Anyone trying to get tickets for Glastonbury 2004? Bit difficult, according to the BBC. Well, try this – the wibbler.com Glastonbury loophole. You can thank me later…
disclaimer: I’ve never used it, as the idea of spending ?110 for three days spent knee-deep in mud and whacked out on spliffs doesn’t appeal to me. However, if you’re worried, don’t use the link…
Update: the loophole has been discovered by the ticketers, so it’s a no go now…

BBC drops Oxford vs Cambridge boat race

BBC drops Oxford vs Cambridge boat race. Good bloody grief. “Why?” I thought. Loads of people watch it. And then, over at The Guardian, a different take on the story: BBC sunk in boat race row. Seems that ITV have won the rights – funny how a little spin goes a long way…

Windows source code leaked

Windows source code (the copyrighted stuff behind all Microsoft software) has been leaked, according to the BBC. Hoax? Nope – to the delight of any geeks around here, here’s the proof in popup image form…

I Believe in the BBC

Blair obviously thinks he’s on to a winner with these Inquiries. First the whitewash, now the obscure-question-that-nobody-asked Inquiry. We all want to know the reasons we went to war, and why Blair made the decision. So what does he do? Order an enquiry into intelligence services that, whatever the outcome, doesn’t even touch any political decisions made by him. I’m in awe of the audacity.
But back to the great white Hutton Report. Tim, of bloggerheads fame, has started a campaign to support the BBC in its troubled times:

Click it. Go on. And as Expat says, “The BBC is a venerable institution providing a service to the world, and to have it crippled or eliminated on the basis of an increasingly questionable government investigation would be a travesty.” A travesty that Rupert Murdoch would be pleased about – his media empire loyally reporting the BBC’s demise in America is enough to make you retch…

RealPlayer alternative

Tired of Realplayer hogging your computer with spyware and adverts? There is another way. Uninstall it, and read the following (originally from here):
“The BBC made a unique deal with Real Networks which disposes of their spyware tactics. Basically, if a user clicks on a link (this one) to download Real Player from a BBC website, the referrer script sends them to a page where they can download an expiry-free, spyware-free and nuisance-free version of the player.
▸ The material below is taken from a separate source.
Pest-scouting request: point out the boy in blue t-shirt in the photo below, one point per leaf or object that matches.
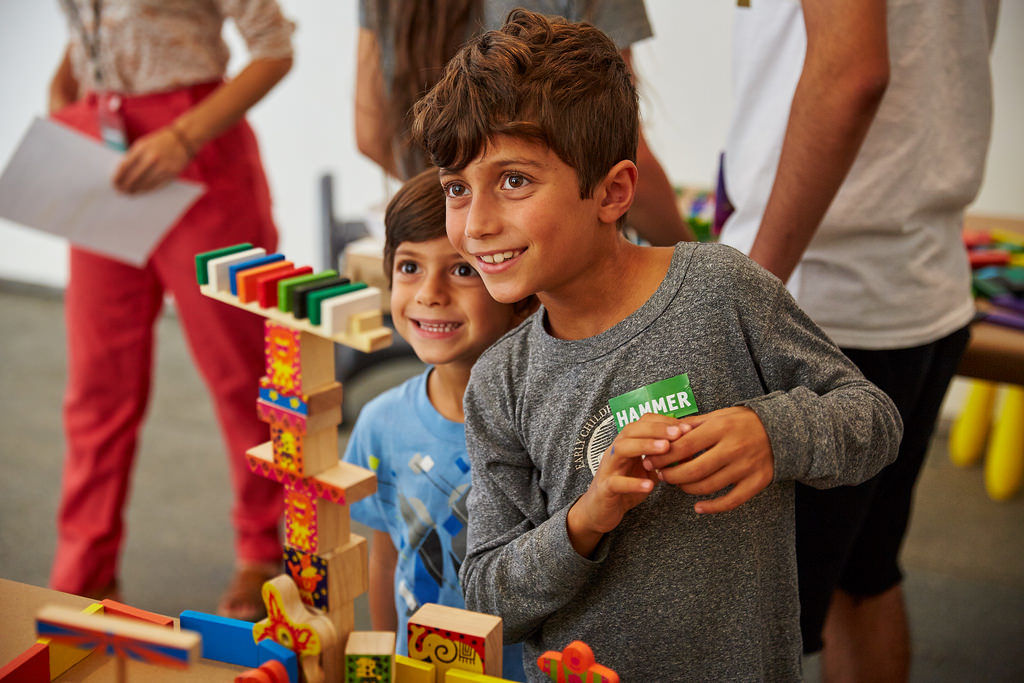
(413, 436)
It’s because the BBC have such a stringent public service remit, that it was offensive to charge people a license fee for BBC content, then make them pay all over again for the facility to view/listen to it.”

Campbell named as BBC man

BBC names Alistair Campbell as new director general.
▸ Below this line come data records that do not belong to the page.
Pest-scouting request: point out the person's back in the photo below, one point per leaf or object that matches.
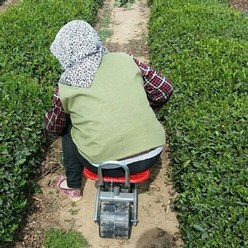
(110, 99)
(112, 119)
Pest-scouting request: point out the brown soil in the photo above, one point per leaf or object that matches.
(158, 225)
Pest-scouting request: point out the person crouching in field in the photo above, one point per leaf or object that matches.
(103, 107)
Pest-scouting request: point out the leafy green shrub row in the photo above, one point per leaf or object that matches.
(203, 47)
(28, 72)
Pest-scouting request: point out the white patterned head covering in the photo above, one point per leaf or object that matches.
(79, 50)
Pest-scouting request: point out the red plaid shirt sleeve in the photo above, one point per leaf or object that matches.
(56, 118)
(158, 88)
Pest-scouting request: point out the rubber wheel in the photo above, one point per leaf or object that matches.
(115, 220)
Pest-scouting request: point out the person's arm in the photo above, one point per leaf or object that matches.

Hutton – Uncorroborated bias

A good Hutton-based point from Edward Heathcoat-Amory:
“Hutton attacked the BBC hierarchy for allowing one of their journalists to criticise the government on the basis of one uncorroborated report from a source … But he was only too happy in another part of his report for the government to make the 45-minute claim on the basis of – yes – a single uncorroborated report from within Iraq”.